For a period of time, the Clarisonic was THE big ticket skincare item.

All of a sudden, our hands felt deeply inadequate - how on earth could they achieve what this fancy oscillating brush could? Of COURSE our pores loved and appreciated us for scrubbing at them daily with this face toothbrush, it's the cure to all skin woes - deep cleaning!

Only, it wasn't. Clarisonic officially closed its doors in September of 2020 (almost quietly, although lots of media outlets picked up on it, but with the backdrop of everything else going on, it seemed right down the bottom of things to be concerned with), and devotees could scramble to get super discounted stock to ensure they could keep their faces squeaky clean for years to come.

Clarisonic spawned generations of copycat products, often cheaper with very similar results (read: not always good). Then you have the fancy rubber face cleansing tools like Foreo, konjac sponges and special microfibre makeup-removing towels - now it seems less about a specific cleansing tool, and more about double cleansing for thoroughly clean skin.

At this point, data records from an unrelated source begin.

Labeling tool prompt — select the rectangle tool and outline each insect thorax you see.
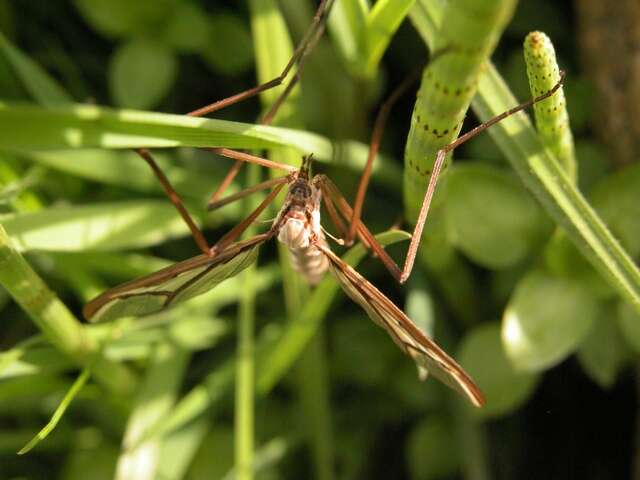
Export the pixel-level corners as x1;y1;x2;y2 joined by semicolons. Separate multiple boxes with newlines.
276;173;328;285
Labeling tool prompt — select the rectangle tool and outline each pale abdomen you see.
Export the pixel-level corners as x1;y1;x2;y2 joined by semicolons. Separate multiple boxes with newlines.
289;235;329;285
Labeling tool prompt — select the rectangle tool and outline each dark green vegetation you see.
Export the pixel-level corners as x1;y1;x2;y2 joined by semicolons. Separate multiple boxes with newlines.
0;0;640;479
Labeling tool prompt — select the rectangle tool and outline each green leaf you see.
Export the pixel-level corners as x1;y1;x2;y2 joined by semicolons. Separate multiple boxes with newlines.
578;314;631;388
0;103;333;152
201;13;252;75
117;342;190;480
73;0;176;37
444;164;551;269
18;367;91;455
0;33;73;105
20;149;212;200
458;322;539;418
163;2;212;53
109;38;178;109
3;200;188;251
406;415;462;480
502;272;600;371
590;164;640;258
364;0;416;75
412;2;640;318
616;303;640;353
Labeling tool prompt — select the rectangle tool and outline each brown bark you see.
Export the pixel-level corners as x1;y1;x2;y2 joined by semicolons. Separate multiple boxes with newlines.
575;0;640;166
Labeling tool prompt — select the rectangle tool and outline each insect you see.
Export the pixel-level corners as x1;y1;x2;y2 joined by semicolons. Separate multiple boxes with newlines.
84;0;560;407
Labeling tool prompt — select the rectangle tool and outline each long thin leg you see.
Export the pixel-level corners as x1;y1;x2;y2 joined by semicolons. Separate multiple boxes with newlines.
187;0;334;119
316;175;401;281
400;71;565;283
207;175;291;211
207;160;244;210
345;70;420;245
136;0;334;255
210;183;284;256
200;0;334;201
136;148;211;255
207;147;298;173
318;72;565;283
346;46;455;245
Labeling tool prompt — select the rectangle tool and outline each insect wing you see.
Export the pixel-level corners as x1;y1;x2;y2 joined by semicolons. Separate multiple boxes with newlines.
319;247;485;407
83;234;271;322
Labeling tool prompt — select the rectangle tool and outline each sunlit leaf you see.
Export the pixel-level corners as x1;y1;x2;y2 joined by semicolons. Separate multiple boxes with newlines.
578;314;631;388
502;272;600;371
3;200;188;251
459;323;538;418
444;164;551;268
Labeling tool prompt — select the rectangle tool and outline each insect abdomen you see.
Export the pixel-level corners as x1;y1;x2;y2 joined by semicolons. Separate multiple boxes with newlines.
289;235;329;285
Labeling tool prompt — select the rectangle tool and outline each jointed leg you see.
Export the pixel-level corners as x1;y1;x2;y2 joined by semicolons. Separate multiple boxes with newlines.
187;0;334;119
136;0;334;255
319;72;564;283
209;182;285;256
316;175;401;281
345;70;420;245
400;71;565;283
346;47;455;245
136;148;211;255
207;175;291;211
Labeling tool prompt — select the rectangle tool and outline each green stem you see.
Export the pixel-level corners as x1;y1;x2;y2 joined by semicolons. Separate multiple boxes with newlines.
0;225;135;394
235;165;260;480
404;0;515;219
524;32;578;182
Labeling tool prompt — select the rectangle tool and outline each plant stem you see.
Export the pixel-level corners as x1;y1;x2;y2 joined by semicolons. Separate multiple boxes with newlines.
235;165;260;480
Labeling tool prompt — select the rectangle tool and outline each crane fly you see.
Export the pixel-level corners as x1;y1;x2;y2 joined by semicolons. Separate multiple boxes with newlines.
84;0;564;407
84;156;484;406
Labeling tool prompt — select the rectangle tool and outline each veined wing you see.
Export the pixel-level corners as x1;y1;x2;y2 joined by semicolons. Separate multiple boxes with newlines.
317;245;485;407
83;232;273;322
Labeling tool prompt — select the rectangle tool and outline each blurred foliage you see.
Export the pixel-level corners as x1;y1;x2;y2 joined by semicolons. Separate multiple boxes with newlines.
0;0;640;480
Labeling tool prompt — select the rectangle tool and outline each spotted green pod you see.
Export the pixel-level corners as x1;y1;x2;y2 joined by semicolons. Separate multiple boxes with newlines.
524;32;577;181
404;0;516;220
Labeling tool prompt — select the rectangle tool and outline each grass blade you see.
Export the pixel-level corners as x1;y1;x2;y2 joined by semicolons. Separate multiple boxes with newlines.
412;2;640;312
18;367;91;455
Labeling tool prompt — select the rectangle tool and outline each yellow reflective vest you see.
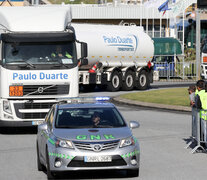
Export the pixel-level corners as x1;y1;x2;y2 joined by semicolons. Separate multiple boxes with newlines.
199;90;207;120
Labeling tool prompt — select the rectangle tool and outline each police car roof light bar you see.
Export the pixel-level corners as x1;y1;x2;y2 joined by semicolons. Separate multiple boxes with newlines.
56;96;110;104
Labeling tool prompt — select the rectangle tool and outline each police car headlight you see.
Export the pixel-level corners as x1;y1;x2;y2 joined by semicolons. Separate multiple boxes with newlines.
56;140;74;149
119;137;135;148
3;100;12;114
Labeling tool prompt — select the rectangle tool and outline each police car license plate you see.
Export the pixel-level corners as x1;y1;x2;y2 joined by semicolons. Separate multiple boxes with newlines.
84;156;112;162
32;121;43;126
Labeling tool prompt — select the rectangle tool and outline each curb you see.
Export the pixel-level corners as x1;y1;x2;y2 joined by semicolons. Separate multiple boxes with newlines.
113;96;192;112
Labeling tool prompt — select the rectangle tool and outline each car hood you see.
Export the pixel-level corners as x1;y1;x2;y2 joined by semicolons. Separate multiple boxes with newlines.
53;127;132;142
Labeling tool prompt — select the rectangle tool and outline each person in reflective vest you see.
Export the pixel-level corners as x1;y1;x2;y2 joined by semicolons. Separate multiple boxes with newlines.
195;80;207;120
51;45;72;59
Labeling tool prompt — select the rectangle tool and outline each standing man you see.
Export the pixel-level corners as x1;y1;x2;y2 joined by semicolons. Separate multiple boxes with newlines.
195;80;207;146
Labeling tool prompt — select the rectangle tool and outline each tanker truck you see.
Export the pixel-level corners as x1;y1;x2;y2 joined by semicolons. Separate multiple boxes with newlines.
0;6;87;126
71;23;154;91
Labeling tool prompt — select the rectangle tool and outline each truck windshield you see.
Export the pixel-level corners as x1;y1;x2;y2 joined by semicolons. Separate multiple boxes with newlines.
3;42;77;68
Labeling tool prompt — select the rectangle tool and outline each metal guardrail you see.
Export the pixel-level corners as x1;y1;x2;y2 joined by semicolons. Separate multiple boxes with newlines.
186;108;207;153
154;62;197;81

The reason the Clarisonic couldn't continue to boom in the market, I think, comes down to the availability of information that suggested we needed to be gentler to our skin. The New York Times wrote about the brand's closure, and this quote stands out from the article:

“Initially we thought, ‘Oh, you need the skin to be squeaky clean,’ and we thought that oil was causing acne,” said Dr. Whitney Bowe, a dermatologist in New York. “Then we learned, ‘Wait a second, actually you need healthy robust bacteria to protect the skin.’” Dr. Bowe briefly carried Clarisonic in her office, recommended it to patients and even used it herself. She gave it up by 2014."

There's no data suggesting our skin benefits (or needs) this kind of cleansing on a daily (sometimes people used it twice-daily) basis, and if you combine something like a salicylic cleanser for congested skin with manual exfoliation that the Clarisonic provides, you've just got yourself an express ticket to Irritationville.

Now, we're all more interested in tools and treatments that are used post-cleansing - red light therapy, microcurrent gadgets and gua sha, aiming to support the skin, tone and soothe. When Clarisonic was all that, buyers could feel that they were doing the most for their skin, because you could have been mistaken for thinking that your skin was rebelling because of some leftover foundation from the night before, or a lack of encouragement for those old skin cells to exit stage left.

Today, dermatologists are all over social media and what's the message they have for us? "Less is more."

In this world of skincare enthusiasts who are looking to the experts, it seems that the buzz of the Clarisonic has just petered out.